The CAR-like tetracenes methylated by DnrK included aranciamycin (7, 97%; Figure S1),31 7-deoxyaranciamycin (8, 96%; also known as SM 173B), steffimycin B (9, 15%),32 and various nogalamycinones [nogalavinone (10, 76%), auramycinone (11, 96%), 7-deoxynogalamycinone (12, 62%), and deoxyauramycinone (13, 20%), respectively].26,33 Compared to CAR (1), the aranciamycin D ring has a C8 methoxy and differs slightly in the C7 glycosyl and C9 aliphatic substitutions. DnrK turnover of 7 and the C7-deoxy analogue of its aglycon (8, lacking both C7-OH and its appended 2-O-methyl-l-rhamnose) was quantitative, and the corresponding DnrK aranciamycin product confirmed as 4-O-methoxyarancinamycin (7a) via product isolation and structure elucidation (Figures S2 and S3).
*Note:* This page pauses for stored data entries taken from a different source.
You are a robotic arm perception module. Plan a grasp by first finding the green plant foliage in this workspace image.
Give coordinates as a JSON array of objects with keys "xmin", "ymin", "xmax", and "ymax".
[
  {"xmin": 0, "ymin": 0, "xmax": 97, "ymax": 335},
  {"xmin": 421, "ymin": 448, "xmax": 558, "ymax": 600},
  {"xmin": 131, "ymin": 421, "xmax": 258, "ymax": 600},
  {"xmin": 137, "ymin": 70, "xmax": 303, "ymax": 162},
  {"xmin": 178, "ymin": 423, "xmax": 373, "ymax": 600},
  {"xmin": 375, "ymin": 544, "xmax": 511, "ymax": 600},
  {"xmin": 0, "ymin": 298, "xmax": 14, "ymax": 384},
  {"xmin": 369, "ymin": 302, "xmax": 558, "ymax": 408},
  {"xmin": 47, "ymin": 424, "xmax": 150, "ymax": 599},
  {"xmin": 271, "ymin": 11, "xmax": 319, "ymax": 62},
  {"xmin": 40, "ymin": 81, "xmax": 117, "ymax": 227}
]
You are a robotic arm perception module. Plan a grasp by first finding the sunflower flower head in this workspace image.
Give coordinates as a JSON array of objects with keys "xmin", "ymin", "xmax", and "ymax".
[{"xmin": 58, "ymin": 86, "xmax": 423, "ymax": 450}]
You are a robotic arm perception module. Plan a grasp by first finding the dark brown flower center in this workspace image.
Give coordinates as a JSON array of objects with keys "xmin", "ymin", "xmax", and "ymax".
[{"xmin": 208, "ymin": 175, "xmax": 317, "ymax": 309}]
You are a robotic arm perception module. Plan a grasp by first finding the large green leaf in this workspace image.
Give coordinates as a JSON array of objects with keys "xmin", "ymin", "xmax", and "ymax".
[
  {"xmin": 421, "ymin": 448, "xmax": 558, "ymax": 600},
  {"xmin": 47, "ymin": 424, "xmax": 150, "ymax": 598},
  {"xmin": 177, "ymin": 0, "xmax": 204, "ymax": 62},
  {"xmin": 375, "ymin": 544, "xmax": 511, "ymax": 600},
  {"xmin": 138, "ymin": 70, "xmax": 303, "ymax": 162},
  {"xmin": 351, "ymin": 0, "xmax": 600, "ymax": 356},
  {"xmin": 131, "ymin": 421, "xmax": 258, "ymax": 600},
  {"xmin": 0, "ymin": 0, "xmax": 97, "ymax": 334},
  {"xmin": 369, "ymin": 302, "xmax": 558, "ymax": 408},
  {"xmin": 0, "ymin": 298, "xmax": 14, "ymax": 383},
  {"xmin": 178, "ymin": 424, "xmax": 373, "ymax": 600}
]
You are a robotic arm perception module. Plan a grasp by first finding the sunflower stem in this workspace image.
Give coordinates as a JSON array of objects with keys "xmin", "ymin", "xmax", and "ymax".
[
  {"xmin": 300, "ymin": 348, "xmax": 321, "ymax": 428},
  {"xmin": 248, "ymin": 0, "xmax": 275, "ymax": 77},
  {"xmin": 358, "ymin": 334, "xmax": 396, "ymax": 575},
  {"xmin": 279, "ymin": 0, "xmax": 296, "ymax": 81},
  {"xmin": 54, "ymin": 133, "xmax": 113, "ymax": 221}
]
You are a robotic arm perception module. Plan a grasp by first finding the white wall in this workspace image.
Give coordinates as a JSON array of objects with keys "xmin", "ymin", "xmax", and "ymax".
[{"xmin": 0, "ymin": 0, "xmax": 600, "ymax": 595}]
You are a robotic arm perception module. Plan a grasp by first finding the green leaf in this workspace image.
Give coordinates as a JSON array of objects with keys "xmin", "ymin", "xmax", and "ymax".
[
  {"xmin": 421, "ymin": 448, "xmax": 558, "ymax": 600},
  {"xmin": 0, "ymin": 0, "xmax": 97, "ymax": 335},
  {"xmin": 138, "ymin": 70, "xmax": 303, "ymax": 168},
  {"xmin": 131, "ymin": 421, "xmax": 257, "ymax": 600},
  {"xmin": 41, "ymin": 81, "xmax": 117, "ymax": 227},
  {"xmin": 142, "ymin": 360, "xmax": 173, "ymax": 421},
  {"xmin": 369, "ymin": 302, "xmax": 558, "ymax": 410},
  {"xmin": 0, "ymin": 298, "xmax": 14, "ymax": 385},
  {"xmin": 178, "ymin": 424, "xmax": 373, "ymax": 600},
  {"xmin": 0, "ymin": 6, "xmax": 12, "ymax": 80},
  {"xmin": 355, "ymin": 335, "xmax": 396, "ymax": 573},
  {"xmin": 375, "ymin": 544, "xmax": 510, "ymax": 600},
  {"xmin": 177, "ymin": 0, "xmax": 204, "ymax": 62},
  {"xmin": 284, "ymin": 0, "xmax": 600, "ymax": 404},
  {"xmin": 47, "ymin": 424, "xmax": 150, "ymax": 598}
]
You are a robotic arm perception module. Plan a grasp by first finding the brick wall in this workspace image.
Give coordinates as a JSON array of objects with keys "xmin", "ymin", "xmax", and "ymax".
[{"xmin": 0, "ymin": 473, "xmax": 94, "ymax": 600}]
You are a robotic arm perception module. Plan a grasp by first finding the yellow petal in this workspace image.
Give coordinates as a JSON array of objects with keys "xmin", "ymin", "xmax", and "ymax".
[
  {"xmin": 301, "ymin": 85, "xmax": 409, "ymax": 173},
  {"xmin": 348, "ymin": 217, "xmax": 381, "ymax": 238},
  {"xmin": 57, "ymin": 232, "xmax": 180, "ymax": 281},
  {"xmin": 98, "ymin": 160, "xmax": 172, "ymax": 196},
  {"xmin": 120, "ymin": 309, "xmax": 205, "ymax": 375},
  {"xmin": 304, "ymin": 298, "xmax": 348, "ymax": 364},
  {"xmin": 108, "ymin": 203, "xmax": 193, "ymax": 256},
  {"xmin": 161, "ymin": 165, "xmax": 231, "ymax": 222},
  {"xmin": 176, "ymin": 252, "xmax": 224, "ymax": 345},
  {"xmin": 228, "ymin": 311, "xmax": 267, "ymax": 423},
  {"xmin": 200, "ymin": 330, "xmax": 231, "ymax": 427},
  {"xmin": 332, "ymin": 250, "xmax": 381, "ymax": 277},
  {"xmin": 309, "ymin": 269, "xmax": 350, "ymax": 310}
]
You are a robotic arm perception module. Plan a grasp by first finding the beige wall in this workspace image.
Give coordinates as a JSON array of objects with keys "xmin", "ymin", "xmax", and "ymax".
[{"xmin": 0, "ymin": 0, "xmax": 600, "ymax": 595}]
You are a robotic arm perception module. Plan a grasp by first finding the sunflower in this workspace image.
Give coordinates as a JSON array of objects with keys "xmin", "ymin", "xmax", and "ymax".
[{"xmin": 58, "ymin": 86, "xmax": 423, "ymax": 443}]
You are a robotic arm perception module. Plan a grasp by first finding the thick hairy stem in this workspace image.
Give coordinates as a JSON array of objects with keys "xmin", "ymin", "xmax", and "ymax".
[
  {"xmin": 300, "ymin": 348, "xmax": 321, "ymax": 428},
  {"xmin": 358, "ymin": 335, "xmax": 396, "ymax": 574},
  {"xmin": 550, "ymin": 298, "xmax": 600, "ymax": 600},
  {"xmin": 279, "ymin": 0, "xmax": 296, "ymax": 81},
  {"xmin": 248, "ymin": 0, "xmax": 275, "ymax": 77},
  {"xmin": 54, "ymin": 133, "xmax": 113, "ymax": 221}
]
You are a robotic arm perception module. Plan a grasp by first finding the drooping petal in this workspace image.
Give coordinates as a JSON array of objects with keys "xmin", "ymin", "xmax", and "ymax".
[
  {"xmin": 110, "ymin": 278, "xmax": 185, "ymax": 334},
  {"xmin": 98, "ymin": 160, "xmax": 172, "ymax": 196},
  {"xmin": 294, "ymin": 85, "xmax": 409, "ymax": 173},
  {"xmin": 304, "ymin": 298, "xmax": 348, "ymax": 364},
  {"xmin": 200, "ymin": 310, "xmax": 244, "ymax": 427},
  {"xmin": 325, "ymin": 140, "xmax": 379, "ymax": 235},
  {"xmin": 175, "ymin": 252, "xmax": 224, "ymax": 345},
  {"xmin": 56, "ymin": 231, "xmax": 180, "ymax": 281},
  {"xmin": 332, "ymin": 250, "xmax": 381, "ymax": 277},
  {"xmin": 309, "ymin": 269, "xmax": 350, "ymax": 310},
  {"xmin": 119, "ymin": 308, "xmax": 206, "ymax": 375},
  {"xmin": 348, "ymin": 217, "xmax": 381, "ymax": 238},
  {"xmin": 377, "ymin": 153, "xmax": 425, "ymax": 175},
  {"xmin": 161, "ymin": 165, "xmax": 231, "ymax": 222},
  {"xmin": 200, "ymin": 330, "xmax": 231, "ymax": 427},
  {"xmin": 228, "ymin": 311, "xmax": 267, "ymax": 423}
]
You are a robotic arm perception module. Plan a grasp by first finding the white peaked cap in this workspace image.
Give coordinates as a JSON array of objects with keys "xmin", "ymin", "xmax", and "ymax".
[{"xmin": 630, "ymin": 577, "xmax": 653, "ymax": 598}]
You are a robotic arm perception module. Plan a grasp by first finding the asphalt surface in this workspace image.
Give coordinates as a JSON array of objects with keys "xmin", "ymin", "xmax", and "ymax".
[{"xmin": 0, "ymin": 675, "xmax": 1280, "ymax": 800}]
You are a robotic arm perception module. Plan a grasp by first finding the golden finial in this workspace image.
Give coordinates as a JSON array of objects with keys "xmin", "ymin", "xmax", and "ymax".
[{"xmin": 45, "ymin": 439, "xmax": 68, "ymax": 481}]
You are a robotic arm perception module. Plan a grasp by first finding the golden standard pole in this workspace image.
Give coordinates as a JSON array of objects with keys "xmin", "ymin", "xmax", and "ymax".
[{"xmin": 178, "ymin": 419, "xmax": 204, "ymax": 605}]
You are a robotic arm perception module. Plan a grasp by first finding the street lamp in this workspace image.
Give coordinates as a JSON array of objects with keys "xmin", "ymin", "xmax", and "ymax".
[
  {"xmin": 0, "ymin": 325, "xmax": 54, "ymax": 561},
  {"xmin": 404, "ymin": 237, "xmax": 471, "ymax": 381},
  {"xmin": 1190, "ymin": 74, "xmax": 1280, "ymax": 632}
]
While DnrK appeared to tolerate a wide range of D ring structural modifications, the addition of a C2 methoxy substitution led to marked reduction in DnrK turnover. Compared to 8, the structurally related nogalamycinones (10 and 11) and 7-deoxynogalamycinones (12 and 13) lack the D ring C8 methoxy and contain a distinct C10 substitution. In the case of nogalamycinones, the absence or presence of the C7 hydroxy comparatively impacted DnrK turnover with DnrK favoring the C7-hydroxy analogues 10 and 11 over 12 and 13. No DnrK-catalyzed conversion was observed in the presence of prototypical nogalamycins bearing a C1/C2-fused glycoside [compounds 14–16; Figure S4].34

Distinct from the CAR-like tetracenes, tetracenomycins lack the key β-hydroxy quinone signature of the native DnrK substrate. Tetracenomycins are natural products with antibiotic and anticancer activities that inhibit the polypeptide exit tunnel of the bacterial ribosome.35 Facile DnrK-catalyzed turnover of 8-desmethyltetracenomycin C (17, 85%) was observed, the reaction product of which had the same retention time and mass as tetracenomycin C [TCM C, 18; Figure S5].36 This surprising result implicated DnrK as a functional mimic of the TCM 8-O-MT TcmO.9,37,38 In addition, while DnrK-catalyzed reactions with 6-hydroxy-TCM C (19) led to no product, C8-glycosides of 8-desmethyl TCM C (20–22) led to efficient TCM C (18) production in two (20 and 22) of the three cases. This result is consistent with glycoside hydrolysis and concomitant C8-methylation. Incubation of these three glycosides in the absence and presence of DnrK or AdoMet revealed that glycoside hydrolysis was nonenzymatic.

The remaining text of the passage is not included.